About rheumatoid arthritis
Rheumatoid arthritis (RA) is a progressive, systemic autoimmune disease characterized by chronic inflammation of multiple joints and fatigue as well as the possibility of osteoporosis, anaemia, and lung, skin and liver effects. This inflammation causes pain, stiffness and swelling, resulting in loss of joint function due to destruction of the bone and cartilage, often leading to progressive disability. Further, as chronic inflammation continues, there may be shortening of life expectancy as a result of effects on major organ systems. After 10 years, less than 50% of patients can continue to work or function normally on a day to day basis. RA affects more than 21 million people worldwide.
About Roche in rheumatoid arthritis
One of the most important drivers for growth at Roche over the next few years is expected to be the company's emerging franchise in autoimmune diseases with rheumatoid arthritis as the first indication. Following the launch of MabThera (rituximab) there are a number of projects in development, potentially allowing Roche to build on further opportunities. MabThera is the first and only selective B-cell therapy for RA, providing a fundamentally different treatment approach by targeting B cells, one of the key players in the pathogenesis of RA. Actemra is Roche's second novel medicine and is a humanised monoclonal antibody to the interleukin-6 (IL-6) receptor, inhibiting the activity of IL-6, a protein that plays a major role in the RA inflammation process.
Actemra is the result of research collaboration by Chugai and is being co-developed globally with Chugai.
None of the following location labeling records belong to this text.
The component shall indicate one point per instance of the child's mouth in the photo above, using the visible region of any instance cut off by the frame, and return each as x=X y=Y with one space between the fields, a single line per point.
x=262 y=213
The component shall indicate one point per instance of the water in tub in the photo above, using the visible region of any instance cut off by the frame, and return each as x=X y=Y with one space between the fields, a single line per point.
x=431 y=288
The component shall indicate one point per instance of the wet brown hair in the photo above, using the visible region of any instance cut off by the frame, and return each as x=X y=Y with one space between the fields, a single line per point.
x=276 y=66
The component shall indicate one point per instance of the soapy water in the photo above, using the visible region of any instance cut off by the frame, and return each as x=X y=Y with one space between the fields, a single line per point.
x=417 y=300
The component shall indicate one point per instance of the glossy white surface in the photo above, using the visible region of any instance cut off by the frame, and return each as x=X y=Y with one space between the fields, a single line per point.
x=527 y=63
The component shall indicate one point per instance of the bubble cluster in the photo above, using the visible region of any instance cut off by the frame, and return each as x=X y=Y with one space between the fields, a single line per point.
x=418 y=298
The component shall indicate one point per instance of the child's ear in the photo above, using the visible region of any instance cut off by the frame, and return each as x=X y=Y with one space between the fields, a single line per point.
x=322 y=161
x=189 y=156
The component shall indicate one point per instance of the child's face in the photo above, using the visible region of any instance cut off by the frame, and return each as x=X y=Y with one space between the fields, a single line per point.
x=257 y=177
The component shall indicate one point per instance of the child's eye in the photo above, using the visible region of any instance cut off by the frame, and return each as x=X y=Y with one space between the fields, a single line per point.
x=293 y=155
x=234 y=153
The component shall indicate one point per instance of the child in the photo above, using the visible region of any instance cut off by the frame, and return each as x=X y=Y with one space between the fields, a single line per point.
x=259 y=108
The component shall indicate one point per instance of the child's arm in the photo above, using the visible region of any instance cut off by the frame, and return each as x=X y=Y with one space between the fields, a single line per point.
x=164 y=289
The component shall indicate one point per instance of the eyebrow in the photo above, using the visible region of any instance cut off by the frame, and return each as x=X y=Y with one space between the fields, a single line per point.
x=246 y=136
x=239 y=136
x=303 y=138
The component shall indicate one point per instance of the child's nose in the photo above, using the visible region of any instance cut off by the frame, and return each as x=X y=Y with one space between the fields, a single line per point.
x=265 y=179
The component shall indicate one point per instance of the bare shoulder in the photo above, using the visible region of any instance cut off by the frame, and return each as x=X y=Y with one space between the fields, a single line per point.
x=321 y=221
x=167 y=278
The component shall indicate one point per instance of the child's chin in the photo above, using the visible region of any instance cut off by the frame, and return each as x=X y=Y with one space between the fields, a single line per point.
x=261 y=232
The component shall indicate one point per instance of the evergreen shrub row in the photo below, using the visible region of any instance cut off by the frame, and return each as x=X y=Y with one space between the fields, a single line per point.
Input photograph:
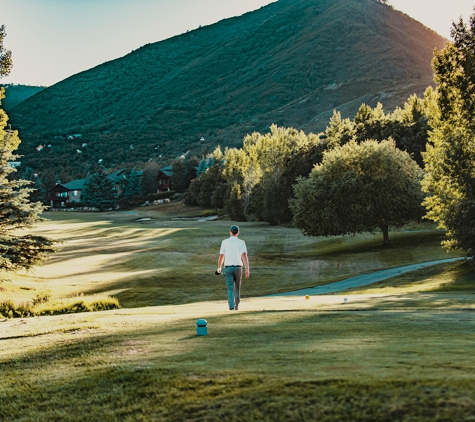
x=67 y=306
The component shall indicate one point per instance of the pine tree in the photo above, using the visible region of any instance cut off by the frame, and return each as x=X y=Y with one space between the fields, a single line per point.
x=99 y=190
x=134 y=187
x=450 y=156
x=16 y=211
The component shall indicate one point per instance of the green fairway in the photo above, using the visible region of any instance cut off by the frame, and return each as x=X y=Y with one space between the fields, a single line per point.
x=392 y=355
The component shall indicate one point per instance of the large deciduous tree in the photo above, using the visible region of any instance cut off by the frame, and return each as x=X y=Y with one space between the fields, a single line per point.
x=450 y=156
x=359 y=188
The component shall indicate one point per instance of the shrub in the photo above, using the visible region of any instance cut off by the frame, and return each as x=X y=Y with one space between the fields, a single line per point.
x=67 y=306
x=42 y=297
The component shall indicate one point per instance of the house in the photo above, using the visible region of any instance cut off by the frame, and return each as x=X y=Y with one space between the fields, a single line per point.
x=192 y=174
x=61 y=193
x=164 y=179
x=118 y=176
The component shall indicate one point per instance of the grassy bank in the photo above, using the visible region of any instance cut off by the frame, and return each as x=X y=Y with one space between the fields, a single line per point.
x=277 y=360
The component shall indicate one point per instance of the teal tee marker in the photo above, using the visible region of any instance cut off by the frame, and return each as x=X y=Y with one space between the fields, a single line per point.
x=201 y=327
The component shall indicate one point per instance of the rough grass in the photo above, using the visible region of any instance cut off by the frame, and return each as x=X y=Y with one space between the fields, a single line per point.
x=380 y=357
x=282 y=364
x=457 y=277
x=8 y=309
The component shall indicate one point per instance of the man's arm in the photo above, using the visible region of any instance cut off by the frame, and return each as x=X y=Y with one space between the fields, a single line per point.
x=220 y=261
x=245 y=261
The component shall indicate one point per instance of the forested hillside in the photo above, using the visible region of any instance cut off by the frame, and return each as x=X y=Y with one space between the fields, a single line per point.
x=290 y=63
x=15 y=94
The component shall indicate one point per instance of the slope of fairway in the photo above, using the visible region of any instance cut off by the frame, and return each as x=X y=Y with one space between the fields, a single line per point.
x=377 y=357
x=163 y=261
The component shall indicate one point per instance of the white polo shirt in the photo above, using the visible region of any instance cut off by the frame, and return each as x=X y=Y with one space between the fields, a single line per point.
x=232 y=249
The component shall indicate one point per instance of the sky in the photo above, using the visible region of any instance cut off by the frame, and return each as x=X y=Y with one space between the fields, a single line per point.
x=53 y=39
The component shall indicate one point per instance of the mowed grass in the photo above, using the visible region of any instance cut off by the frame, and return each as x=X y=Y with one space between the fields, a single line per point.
x=397 y=356
x=164 y=261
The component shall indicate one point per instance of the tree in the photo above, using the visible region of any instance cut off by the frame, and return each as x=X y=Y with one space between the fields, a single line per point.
x=5 y=55
x=149 y=177
x=99 y=190
x=179 y=179
x=133 y=187
x=450 y=156
x=16 y=210
x=359 y=188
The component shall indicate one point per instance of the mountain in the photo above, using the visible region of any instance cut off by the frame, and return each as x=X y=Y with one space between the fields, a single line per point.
x=15 y=94
x=291 y=63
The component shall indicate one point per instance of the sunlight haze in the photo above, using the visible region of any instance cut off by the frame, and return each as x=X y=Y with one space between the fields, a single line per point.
x=54 y=39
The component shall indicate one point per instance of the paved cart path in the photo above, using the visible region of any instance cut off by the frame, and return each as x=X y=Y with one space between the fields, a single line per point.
x=365 y=279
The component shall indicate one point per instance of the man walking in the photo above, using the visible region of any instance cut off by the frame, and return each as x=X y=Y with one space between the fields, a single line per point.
x=233 y=254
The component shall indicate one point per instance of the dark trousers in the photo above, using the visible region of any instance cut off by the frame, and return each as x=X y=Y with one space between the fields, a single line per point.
x=233 y=281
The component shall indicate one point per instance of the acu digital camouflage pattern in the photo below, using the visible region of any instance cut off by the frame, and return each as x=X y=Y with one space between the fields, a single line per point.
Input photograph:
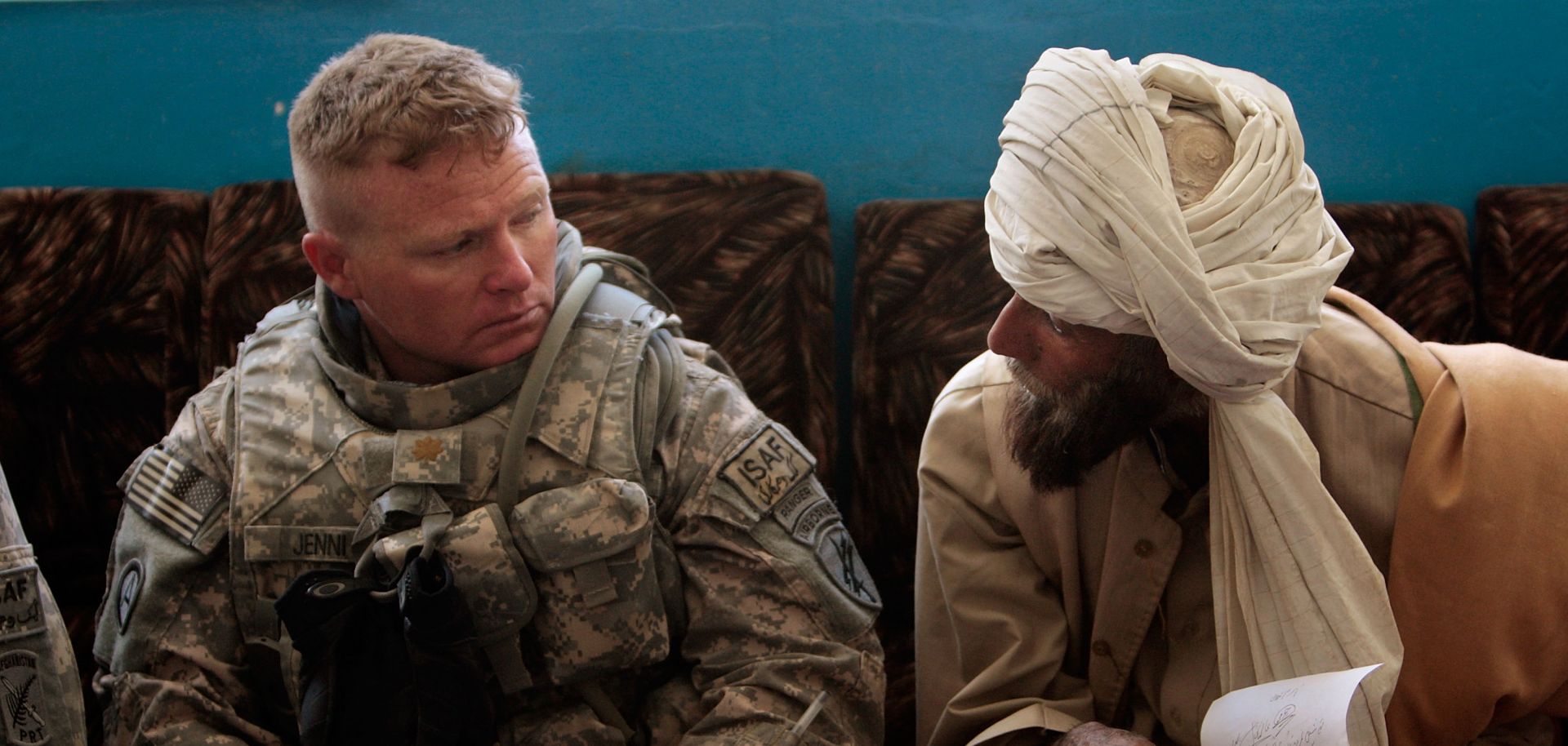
x=39 y=691
x=654 y=596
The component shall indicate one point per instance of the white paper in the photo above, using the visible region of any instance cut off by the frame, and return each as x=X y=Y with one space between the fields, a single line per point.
x=1308 y=710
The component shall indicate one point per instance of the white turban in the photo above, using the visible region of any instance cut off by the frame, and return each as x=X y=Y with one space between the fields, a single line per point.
x=1085 y=224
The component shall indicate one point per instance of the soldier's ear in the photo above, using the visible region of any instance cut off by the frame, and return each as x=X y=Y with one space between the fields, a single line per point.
x=332 y=262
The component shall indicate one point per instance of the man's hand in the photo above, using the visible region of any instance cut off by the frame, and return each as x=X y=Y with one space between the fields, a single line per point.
x=1095 y=734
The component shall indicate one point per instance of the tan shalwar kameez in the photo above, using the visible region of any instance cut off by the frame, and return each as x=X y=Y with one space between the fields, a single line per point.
x=1094 y=601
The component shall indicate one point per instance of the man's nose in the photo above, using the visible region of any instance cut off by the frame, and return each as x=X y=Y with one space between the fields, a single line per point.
x=509 y=269
x=1009 y=334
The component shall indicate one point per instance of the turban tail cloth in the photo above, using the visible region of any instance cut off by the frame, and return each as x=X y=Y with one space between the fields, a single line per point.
x=1085 y=224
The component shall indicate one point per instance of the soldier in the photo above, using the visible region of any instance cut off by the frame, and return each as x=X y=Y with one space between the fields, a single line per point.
x=39 y=686
x=640 y=555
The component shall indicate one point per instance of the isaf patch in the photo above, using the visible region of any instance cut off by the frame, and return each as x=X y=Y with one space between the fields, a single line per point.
x=20 y=610
x=172 y=494
x=20 y=693
x=767 y=468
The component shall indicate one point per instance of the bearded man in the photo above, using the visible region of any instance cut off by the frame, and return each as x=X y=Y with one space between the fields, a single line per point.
x=1178 y=471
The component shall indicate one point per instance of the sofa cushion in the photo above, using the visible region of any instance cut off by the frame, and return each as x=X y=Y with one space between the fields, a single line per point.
x=925 y=296
x=742 y=255
x=1411 y=260
x=96 y=335
x=1521 y=234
Additional projects creating a rich pipeline include compounds in Phase I, II and III clinical trials. Notably, ocrelizumab, a fully humanised anti-CD20 antibody, is just entering phase III development for RA.
About Toyama Chemical
Toyama Chemical specializes in research and development, and strives to contribute to the further development of global health care through new drug development. Toyama concentrates its R&D in three fields: anti-infective agents, anti-inflammatory agents, and cerebral function improvers and cardiovascular drugs. Pharmaceuticals now in the pipeline include T-3811, a synthetic antibacterial agent; T-614, an oral anti-rheumatic agent; and T-817MA, a treatment for Alzheimer's disease. The company has formed strategic partnerships with domestic and overseas pharmaceutical manufacturers as well as establishing clinical research subsidiaries in the U.S. and U.K. Validation of Toyama's success can be found in their technology exports and their royalty income which is the highest among mid-sized Japanese pharmaceutical companies. Toyama is taking an aggressive, outward-looking approach, globalizing its activities with the aim of becoming a key pharmaceutical manufacturer. Additional information about the Toyama Chemical is available on the Internet at www.toyama-chemical.co.jp/eng.
Hoffmann-La Roche Inc. (Roche), based in Nutley, N.J., is the U.S. pharmaceuticals headquarters of the Roche Group, one of the world's leading research-oriented healthcare groups with core businesses in pharmaceuticals and diagnostics. For more than 100 years in the U.S., Roche has been committed to developing innovative products and services that address prevention, diagnosis and treatment of diseases, thus enhancing people's health and quality of life. An employer of choice, in 2006, Roche was named one of the Top 20 Employers (Science magazine), ranked the No. 1 Company to Sell For (Selling Power), and one of AARP's Top Companies for Older Workers, and in 2005, Roche was named one of Fortune magazine's Best Companies to Work For in America.